= Washoe, Montana =

Washoe is a settlement in Carbon County, Montana, United States, situated at the foot of the Beartooth Mountains. It is situated on Montana Secondary Highway 308.

==History==
"In 1903, Fred and Annie Bartels purchased the land from the U. S. Government. Coal mining was a thriving industry in this area. Anaconda Copper Company purchased the land from the Bartels in 1906."

"In 1907, on the head waters of the Bearcreek stream, the Anaconda Copper Mining Co. and its subsidiary, the Washoe Coal Co. developed the company coal mining town. Large daily freight shipments of 1,200 tons of coal went to the Anaconda smelters," via the Northern Pacific Railroad. "With the formation of the Montana Power Co. in 1912, soon there was less use of coal and the Washoe Mine closed."

The town was completely devastated by the Smith Mine disaster of Feb. 27, 1943, considered to be the worst coal mining disaster in Montana history.

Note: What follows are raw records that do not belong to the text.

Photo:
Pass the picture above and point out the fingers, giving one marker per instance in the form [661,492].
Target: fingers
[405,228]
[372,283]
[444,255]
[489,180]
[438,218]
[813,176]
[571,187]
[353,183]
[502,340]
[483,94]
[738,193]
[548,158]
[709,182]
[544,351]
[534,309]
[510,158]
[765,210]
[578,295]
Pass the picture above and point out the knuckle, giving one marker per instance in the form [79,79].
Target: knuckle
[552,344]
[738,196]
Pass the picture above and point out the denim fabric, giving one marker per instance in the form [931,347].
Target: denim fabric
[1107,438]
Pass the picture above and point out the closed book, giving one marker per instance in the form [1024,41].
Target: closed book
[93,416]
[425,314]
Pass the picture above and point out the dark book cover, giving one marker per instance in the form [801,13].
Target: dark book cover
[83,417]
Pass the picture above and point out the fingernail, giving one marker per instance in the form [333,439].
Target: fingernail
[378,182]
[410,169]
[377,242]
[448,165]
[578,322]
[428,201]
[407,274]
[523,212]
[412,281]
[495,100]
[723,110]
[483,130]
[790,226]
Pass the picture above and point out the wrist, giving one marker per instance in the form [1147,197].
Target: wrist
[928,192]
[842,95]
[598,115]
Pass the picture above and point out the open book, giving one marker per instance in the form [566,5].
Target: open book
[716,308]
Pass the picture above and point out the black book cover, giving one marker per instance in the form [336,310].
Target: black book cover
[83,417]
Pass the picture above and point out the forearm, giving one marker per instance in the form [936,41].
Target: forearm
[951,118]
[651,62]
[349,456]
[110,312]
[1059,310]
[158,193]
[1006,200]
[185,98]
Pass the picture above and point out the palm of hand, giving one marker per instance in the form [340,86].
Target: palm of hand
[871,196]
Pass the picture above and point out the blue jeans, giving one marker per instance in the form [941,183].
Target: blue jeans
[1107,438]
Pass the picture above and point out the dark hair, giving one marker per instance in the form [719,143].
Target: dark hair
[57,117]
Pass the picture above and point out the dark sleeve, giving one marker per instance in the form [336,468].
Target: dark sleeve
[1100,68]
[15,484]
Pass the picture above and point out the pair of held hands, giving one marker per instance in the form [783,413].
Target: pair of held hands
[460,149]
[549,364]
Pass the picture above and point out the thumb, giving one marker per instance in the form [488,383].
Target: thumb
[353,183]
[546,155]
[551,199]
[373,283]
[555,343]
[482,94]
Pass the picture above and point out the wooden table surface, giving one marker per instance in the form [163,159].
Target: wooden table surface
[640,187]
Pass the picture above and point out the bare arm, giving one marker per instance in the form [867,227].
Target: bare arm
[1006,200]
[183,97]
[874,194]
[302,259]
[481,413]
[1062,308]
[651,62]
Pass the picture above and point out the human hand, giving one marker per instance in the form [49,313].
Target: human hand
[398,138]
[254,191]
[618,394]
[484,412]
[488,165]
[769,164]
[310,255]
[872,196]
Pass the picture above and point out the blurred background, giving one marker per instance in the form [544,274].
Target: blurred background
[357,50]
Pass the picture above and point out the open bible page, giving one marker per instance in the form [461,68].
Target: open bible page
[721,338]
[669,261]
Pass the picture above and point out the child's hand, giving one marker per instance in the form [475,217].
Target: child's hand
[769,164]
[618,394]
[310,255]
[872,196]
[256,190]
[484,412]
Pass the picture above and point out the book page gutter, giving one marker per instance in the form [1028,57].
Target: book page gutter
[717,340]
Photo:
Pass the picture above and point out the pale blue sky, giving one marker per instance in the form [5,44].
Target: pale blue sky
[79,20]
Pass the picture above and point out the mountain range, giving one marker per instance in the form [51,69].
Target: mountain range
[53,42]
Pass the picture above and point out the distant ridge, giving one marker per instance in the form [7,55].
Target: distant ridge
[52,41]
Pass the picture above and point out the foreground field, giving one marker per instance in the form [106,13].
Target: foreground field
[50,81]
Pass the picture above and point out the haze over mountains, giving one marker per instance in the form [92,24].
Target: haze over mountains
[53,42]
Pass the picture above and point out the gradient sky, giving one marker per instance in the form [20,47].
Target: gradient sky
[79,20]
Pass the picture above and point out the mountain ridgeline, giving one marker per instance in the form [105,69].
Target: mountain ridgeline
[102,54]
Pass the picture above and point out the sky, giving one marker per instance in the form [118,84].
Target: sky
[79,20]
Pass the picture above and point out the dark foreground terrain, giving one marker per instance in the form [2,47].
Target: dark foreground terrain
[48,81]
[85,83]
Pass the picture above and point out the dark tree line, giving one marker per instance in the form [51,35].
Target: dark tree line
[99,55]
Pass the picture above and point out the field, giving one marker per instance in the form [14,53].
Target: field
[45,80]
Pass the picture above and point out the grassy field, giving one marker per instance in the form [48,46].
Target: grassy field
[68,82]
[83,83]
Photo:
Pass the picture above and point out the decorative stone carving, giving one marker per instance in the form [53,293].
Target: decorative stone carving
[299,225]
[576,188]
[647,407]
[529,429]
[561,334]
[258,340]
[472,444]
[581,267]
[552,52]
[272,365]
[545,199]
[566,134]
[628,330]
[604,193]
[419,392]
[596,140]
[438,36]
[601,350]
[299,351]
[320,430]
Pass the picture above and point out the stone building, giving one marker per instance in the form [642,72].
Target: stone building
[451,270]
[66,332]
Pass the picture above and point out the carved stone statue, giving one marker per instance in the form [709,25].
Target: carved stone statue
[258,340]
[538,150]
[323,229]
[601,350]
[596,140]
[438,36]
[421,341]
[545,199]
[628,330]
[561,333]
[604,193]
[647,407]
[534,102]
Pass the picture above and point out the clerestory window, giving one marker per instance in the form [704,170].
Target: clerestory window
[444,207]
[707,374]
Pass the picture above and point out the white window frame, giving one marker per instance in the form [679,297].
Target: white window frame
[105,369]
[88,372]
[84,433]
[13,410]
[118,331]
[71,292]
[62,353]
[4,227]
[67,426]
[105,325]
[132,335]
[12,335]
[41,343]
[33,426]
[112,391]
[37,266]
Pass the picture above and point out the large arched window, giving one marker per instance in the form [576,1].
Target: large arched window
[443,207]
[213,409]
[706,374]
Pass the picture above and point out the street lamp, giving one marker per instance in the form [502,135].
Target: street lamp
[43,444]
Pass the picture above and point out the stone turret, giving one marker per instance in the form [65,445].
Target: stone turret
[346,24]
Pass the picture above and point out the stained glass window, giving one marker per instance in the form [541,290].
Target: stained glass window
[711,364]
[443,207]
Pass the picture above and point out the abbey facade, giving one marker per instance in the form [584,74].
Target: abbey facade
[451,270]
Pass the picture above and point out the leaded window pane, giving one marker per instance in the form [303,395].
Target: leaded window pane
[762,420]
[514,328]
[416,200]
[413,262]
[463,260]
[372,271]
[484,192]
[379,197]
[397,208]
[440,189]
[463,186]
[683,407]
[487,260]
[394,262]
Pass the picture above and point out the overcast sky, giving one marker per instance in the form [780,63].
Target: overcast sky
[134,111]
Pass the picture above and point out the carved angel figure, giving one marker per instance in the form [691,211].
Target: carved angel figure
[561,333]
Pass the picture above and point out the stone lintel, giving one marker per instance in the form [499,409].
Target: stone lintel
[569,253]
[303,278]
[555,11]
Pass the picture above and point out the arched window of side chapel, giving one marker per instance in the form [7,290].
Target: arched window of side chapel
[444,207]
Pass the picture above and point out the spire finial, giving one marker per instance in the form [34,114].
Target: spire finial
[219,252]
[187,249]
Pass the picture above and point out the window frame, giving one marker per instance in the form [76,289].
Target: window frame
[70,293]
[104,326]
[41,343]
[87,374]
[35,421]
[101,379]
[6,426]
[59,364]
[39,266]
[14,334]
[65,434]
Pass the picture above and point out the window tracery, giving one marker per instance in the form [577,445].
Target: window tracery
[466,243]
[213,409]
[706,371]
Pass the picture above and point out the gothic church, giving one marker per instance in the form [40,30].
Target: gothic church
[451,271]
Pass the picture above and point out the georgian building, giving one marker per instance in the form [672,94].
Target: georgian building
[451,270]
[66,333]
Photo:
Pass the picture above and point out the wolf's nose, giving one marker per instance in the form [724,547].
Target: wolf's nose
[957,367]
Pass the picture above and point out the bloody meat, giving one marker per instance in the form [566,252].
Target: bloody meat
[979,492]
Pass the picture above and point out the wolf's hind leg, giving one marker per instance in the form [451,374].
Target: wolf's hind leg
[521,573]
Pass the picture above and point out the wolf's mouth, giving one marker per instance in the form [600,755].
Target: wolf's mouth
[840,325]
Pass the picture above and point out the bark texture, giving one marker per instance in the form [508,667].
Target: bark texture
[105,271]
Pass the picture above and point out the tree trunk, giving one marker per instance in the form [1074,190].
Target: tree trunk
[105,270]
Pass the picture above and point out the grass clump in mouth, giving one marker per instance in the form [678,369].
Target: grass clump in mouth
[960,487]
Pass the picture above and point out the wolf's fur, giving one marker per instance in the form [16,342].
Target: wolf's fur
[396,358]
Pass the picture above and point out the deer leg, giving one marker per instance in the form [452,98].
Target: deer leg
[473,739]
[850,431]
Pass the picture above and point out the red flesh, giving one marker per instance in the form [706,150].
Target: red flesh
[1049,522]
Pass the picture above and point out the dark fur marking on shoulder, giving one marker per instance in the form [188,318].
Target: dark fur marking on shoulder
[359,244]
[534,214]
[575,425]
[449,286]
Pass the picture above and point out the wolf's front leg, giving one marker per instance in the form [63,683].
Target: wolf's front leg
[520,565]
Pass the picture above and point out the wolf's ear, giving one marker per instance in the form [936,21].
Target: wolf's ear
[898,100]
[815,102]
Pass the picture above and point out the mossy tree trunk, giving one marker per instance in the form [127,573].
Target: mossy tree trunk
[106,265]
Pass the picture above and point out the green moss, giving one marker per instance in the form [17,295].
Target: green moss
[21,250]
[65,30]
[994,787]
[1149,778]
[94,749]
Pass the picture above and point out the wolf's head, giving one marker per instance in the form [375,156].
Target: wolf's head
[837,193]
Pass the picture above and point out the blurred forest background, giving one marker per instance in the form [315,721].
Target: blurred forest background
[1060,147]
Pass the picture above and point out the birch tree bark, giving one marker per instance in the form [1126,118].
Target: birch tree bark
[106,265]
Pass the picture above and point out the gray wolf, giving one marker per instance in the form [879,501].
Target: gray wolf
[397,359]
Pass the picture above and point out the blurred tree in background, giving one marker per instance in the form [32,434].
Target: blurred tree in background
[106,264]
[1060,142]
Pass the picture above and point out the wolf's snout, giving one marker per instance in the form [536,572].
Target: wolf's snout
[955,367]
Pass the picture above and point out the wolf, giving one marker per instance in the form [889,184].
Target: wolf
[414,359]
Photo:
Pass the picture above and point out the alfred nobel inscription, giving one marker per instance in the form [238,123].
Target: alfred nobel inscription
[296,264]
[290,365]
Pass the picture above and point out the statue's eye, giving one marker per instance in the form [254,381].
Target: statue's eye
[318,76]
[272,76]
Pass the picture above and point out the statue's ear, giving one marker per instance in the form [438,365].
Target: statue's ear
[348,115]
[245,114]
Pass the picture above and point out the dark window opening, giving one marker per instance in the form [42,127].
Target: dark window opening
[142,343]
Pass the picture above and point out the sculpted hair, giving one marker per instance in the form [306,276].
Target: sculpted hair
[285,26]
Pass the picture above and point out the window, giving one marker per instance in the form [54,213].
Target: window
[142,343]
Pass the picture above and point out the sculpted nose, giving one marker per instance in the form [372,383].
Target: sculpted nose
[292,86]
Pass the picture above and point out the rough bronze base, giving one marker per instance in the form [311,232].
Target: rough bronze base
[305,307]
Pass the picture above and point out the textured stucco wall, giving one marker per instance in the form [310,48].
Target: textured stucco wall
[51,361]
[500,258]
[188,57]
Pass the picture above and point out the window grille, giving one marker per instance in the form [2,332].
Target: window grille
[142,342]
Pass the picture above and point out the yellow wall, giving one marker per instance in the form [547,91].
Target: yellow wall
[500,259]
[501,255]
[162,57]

The traumatic mining accident coupled with the withdrawal of the railroad sealed the demise of the town.

Today Washoe is a ghost town with many buildings still standing intact. The town can be easily visited by taking the Washoe turnoff on State Highway 93. Washoe is located on Highway 308 between Belfry and Red Lodge. The population, which was as high as 3,000, is now only a "handful of people."

A post office opened in Washoe on December 2, 1907, with Earle E. Lombard as its first postmaster. It was closed July 31, 1959.